Extrapulmonary TB presents with varied symptoms dependent on the site of disease, and may present alongside pulmonary TB.3,4
Diagnosis
TB is a national notifiable disease and is suspected in populations at high risk of exposure, such as close contacts of active cases and migrants.3,5
Latent TB can be diagnosed with a positive tuberculin skin test (also known as a Mantoux test) or a TB-specific interferon gamma release assay, together with patient history and assessment.2,4,12
If active pulmonary TB is suspected, investigations include a chest X-ray and sputum microscopy. Sputum can be tested for drug susceptibility and drug resistance.3,4
Treatment
Key considerations
Management of active TB is usually handled by specialised TB services, however there is scope for latent TB to be treated in community settings.3,12 Certain patients should be referred for specialist care, including pregnant and breastfeeding patients, extrapulmonary TB, and in cases of drug-resistance.3,4,12,13
Infection control measures, including isolation and management of contacts, should be followed as per relevant protocols.3
Successful treatment requires appropriate pharmacological management and adherence.3 Drug resistance can occur, with 11–12% of Australian cases (2019–2022) having resistance to first-line agents.13 The treatment of drug-resistant TB requires expert management and is outside the scope of this article.4
Adherence is vital to prevent the development of resistant strains and spread of TB and may be improved by directly observed therapy (DOT), where patients are observed taking their medicines by trained healthcare professionals.3,4,14 Examples of when DOT may be indicated include when nonadherence is likely and in the treatment of drug-resistant TB.3,4
Before starting treatment, the patient’s weight should be recorded, liver and renal function assessed, alcohol use and hepatotoxic medicines reviewed, and visual acuity and colour vision checked. Full blood count, HIV and hepatitis (B and C) tests are also performed.4 Contraception should be discussed with patients of childbearing age using certain treatments (see Table 1).4,15
Close ongoing monitoring during treatment, including adherence and for medicine adverse effects (e.g. visual changes and liver damage) is essential (see Table 1). Appropriate guidelines should be followed.4
Where possible and indicated, monthly sputum samples are tested (until culture-negative) and repeated at the end of treatment.4 Monitoring and ongoing follow-up, including repeat imaging, should occur as per relevant guidelines.1,9,17
Pharmacists should refer to local and national guidelines (e.g. the Communicable Diseases Network Australia [CDNA] guidelines), and specialised resources such as the Therapeutic Guidelines, for comprehensive information regarding TB and its management.
Treatment of latent TB
For latent TB, the goal of treatment is to reduce risk of progression to active TB.4 Potential regimens include either4,12:
- isoniazid daily for 6–9 months (PBS listed for this indication)

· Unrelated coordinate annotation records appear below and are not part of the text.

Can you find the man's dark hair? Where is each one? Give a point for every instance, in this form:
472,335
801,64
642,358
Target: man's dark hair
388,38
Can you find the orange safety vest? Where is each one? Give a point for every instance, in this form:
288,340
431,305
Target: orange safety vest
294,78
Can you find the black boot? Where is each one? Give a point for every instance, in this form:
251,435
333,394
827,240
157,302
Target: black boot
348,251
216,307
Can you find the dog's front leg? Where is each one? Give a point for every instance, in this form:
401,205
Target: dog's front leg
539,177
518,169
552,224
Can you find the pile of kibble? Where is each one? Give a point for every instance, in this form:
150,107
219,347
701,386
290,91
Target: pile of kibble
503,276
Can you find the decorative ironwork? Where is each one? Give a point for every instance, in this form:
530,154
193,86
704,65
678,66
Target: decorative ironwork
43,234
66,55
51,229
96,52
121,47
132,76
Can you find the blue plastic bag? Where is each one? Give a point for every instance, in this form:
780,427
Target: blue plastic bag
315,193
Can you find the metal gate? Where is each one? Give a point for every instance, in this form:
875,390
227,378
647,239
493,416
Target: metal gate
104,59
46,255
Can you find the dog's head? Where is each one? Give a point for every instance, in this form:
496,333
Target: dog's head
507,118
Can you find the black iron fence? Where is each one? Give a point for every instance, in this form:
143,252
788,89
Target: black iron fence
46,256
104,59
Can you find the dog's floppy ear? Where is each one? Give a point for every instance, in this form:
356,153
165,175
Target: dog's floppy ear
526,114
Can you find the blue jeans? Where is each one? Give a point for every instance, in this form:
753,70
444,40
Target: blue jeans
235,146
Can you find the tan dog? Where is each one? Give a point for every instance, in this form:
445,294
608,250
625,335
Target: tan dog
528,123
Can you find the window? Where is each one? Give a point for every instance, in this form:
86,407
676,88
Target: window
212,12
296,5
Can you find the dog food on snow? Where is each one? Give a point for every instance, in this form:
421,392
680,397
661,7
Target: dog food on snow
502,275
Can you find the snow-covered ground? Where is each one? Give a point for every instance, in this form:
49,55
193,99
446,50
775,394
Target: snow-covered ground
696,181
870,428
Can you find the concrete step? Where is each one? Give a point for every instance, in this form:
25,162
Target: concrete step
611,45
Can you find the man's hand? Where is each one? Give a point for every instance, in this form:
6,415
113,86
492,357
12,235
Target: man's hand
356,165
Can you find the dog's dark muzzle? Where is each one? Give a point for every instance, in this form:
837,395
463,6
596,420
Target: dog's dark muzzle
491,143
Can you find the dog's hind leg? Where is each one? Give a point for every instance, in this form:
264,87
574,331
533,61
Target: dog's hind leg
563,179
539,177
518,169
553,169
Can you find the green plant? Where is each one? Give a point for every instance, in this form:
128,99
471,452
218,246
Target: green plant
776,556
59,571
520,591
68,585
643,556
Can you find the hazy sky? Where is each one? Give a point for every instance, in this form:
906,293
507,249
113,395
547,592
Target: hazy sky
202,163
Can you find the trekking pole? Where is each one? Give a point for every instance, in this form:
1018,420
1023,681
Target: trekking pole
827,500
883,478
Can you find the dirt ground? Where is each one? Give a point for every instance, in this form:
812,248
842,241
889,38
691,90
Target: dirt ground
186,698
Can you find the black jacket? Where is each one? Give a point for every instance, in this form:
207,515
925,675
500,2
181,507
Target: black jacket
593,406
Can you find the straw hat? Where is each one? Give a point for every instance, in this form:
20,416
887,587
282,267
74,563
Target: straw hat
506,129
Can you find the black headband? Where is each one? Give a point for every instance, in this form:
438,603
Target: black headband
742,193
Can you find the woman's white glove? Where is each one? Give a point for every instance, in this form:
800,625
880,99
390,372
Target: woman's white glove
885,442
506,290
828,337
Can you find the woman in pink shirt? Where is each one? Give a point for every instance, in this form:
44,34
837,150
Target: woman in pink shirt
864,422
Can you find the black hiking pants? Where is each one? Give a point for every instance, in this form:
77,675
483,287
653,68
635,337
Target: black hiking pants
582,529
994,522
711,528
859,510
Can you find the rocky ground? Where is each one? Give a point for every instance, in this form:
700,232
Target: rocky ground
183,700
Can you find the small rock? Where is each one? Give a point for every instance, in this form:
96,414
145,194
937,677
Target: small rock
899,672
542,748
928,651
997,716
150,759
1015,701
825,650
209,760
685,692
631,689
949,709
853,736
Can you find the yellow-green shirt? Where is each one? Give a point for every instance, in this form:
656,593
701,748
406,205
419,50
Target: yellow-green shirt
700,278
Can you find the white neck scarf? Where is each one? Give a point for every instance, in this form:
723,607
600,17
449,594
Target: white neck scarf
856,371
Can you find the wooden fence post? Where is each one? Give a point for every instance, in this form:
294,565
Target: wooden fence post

- rifampicin daily for 4 months
- rifampicin plus isoniazid daily for 3 months
- rifapentine (available via the Special Access Scheme) plus isoniazid weekly for 3 months.
Treatment of active TB
For active TB, the goals of treatment are bacterial eradication, minimisation
of disease transmission and complications, and the prevention of relapse and drug resistance.16
In fully drug-susceptible TB, initial cure rate with standard regimens is high, with >98% cured and a 5-year relapse rate of <1%.4
Standard short-course therapy
The standard short-course therapy for active pulmonary drug-susceptible TB is4:
- isoniazid, rifampicin, ethambutol and pyrazinamide daily for 2 months
- followed by isoniazid and rifampicin for a further 4 months.
The current Therapeutic Guidelines or relevant local guidance should be utilised.3
Duration of therapy may be variable (such as when response is unsatisfactory). Children can often be treated with the standard short-course therapy.4
See Table 1 for key adverse effects and details regarding these medicines. For detailed information please refer to appropriate references.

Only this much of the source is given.